This series demonstrates how a political economy lens helps to make sense of such phenomena by situating them in everyday, lived experience, pushing the discipline into underexplored conceptual spaces.

To begin this series, Nina Lotze lays out the reality of queer lives under capitalism, how modern LGBT+ movements have been co-opted by corporations in mainstream discourse, and how it obscures the urgent everyday issues of queer people. Nina unravels the confluence of politics, queer issues, corporations, and consumers that shape contemporary queer identities. The blog explores how queer people’s interaction with politics and the economy follows a longer lineage of the successful Western LGBT+ rights movements, AIDS activism, and the fight for marriage equality that preceded it.

The second blog by Winnie Lam and Kara Ng explores whether it is possible to be a truly sustainable and ethical consumer, providing tips to navigate the growing trend of conscious consumerism. Winnie and Kara delve into the idea of consumption as a political choice to address the issues of over-consumption, pollution, labour exploitation and dignity at work. Contrary to the rise of fast fashion amongst consumers, the blog develops the idea of how buying second-hand or from ethical brands raises the prospect of ‘slow fashion’ serving as a potential solution.

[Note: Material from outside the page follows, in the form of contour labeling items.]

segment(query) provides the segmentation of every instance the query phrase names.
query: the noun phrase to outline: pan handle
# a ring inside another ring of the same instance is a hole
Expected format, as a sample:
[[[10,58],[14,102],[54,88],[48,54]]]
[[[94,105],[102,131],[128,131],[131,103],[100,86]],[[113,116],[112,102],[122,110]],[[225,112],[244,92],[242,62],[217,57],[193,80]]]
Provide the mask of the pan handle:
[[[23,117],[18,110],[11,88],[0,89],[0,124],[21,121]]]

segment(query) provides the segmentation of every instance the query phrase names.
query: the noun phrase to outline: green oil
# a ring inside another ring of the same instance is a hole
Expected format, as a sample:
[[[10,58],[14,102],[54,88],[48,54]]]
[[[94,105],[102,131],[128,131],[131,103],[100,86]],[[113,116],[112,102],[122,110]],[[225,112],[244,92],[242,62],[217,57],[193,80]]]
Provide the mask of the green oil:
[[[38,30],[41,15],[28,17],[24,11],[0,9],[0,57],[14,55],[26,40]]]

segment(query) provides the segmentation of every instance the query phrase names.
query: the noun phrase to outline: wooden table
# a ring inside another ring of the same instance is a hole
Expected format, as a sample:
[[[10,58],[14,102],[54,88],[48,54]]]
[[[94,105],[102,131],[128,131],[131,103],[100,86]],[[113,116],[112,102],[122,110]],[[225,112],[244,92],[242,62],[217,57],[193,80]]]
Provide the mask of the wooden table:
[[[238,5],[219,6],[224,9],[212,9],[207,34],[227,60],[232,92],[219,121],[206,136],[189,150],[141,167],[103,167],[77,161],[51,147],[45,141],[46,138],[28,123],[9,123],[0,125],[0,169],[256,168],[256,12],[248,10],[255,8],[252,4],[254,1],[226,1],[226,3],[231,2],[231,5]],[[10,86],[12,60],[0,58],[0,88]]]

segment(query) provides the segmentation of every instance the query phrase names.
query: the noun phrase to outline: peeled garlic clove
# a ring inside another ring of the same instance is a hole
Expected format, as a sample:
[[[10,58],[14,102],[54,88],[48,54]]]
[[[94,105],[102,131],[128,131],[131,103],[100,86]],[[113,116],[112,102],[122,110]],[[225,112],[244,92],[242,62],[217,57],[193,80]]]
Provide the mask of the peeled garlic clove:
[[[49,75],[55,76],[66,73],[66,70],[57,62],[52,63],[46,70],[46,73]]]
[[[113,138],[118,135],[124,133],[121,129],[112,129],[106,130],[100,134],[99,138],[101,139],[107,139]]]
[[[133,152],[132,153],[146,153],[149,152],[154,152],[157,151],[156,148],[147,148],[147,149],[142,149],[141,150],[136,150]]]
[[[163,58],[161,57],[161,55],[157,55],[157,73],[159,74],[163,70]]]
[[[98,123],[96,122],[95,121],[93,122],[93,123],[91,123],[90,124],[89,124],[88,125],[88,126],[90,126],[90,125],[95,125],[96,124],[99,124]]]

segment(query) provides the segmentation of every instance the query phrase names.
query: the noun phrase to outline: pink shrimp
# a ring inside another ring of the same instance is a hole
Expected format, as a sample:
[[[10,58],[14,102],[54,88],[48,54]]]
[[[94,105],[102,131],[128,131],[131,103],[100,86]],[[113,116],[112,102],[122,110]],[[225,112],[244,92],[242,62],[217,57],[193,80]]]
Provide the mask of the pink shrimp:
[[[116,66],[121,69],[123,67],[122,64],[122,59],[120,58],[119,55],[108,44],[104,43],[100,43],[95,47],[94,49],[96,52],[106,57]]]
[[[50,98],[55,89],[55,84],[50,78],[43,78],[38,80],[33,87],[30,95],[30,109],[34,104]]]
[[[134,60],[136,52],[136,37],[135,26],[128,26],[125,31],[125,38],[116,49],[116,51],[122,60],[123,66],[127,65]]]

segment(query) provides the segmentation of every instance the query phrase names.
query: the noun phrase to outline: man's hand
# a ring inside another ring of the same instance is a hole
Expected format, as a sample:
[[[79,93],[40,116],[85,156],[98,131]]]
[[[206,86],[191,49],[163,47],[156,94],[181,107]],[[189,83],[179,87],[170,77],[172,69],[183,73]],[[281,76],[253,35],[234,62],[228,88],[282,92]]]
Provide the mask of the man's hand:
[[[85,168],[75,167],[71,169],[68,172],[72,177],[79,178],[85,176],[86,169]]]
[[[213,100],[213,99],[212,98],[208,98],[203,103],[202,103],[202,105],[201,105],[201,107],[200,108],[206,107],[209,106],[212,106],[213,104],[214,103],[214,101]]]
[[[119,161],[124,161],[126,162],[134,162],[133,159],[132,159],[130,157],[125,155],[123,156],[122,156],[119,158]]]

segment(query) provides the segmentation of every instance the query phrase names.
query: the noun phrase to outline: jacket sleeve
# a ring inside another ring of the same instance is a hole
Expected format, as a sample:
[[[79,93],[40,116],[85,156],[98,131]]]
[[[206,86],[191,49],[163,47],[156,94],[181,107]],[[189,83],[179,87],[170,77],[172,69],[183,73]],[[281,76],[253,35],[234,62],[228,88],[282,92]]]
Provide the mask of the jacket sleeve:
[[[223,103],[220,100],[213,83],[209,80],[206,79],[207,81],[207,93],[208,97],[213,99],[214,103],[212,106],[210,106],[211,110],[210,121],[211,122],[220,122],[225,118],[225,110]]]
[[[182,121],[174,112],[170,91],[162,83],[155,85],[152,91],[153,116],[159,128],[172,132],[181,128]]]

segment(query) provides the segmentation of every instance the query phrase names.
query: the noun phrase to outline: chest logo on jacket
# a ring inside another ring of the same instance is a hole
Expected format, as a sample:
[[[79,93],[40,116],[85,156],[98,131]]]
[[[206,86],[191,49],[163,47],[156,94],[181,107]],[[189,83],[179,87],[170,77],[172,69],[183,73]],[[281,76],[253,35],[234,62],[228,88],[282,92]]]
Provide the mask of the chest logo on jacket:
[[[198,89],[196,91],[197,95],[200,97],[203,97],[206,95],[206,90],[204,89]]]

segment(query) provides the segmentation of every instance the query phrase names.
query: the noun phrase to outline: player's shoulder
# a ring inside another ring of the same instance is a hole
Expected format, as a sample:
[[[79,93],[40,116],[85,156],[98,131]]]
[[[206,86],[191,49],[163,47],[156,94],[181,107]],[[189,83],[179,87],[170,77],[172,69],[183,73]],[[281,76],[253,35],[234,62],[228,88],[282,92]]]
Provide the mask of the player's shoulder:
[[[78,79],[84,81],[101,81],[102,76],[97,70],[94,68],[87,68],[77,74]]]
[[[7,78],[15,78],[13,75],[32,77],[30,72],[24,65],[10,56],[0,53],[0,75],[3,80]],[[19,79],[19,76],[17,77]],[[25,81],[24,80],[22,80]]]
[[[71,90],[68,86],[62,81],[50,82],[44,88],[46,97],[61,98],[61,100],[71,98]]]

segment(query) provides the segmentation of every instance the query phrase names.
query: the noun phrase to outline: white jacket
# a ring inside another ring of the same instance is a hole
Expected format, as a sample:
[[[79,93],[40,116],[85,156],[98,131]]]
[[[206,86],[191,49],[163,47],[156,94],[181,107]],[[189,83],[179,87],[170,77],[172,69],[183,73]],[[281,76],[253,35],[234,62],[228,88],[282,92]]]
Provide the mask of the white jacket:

In the third contribution, Guy Cowman-Sharpe details how the advent of live streaming has transformed the ways in which media is both produced and consumed. The blog outlines how Twitch has blurred the distinction between labour and leisure time, as live streaming is central to the emerging gig economy. Guy shows how new forms of media alter our relationship with the economy, give rise to the notions of a ‘hustle culture’ and a ‘grindset’ mentality to provide hope for many that one day they may gain future financial independence.    

Next, in the fourth contribution, Remi Edwards and James Jackson propose that the political economy of veganism may be conceptualised as falling into two ‘catches’, namely a Catch-22 in which veganism inevitably encounters pitfalls under capitalist conditions and a Catch-23 where the attempts to make a more sustainable equitable society simply becomes a new market for industry incumbents. Through this conceptualisation, the blog advances a critique of the capitalist interpretation of veganism and outlines how an alternative political framework might look.

The fifth blog by George Asiamah asks whether the UK can still have its cake and eat it in a post-Brexit Agri-food sector. Following one of the most pronounced changes to people’s everyday lives, George analyses how Brexit and the subsequent Trade and Cooperation Agreement (TCA) raises the prospect of a new regulatory regime for agri-foods in both the UK and the EU. The result is that the UK’s divergence from the EU regulatory regime may lead to cheaper products for UK producers, but it ultimately instigates a ‘race to the bottom’ on food standards for UK consumers.

The sixth blog is by Nerea Amisi Okong’o, who employs a feminist perspective to reveal how despite the attempts by black African women to create an environment in which they may be considered equals in the workplace, their lived experiences reveal they are not equal enough. With the leadership positions of extractive industries inhabited by men, Nerea recounts how black African women occupy a role in elite spaces that is ultimately tokenistic, characterised by precarity with little opportunity to grow. 

In the final blog, Georgette Fernandez Laris outlines how perhaps the most fundamental resource in our everyday lives, money, is the subject of a battle between public and private actors over the future of digital currencies. Focusing on Facebook’s (or Meta’s) plans to launch their own digital currency in the Diem, Georgette unpicks how such endeavours are motivated by ambitions to monetise our privacy. The blog thus calls into question what actions central banks have taken to wrestle the power of money away from private interests.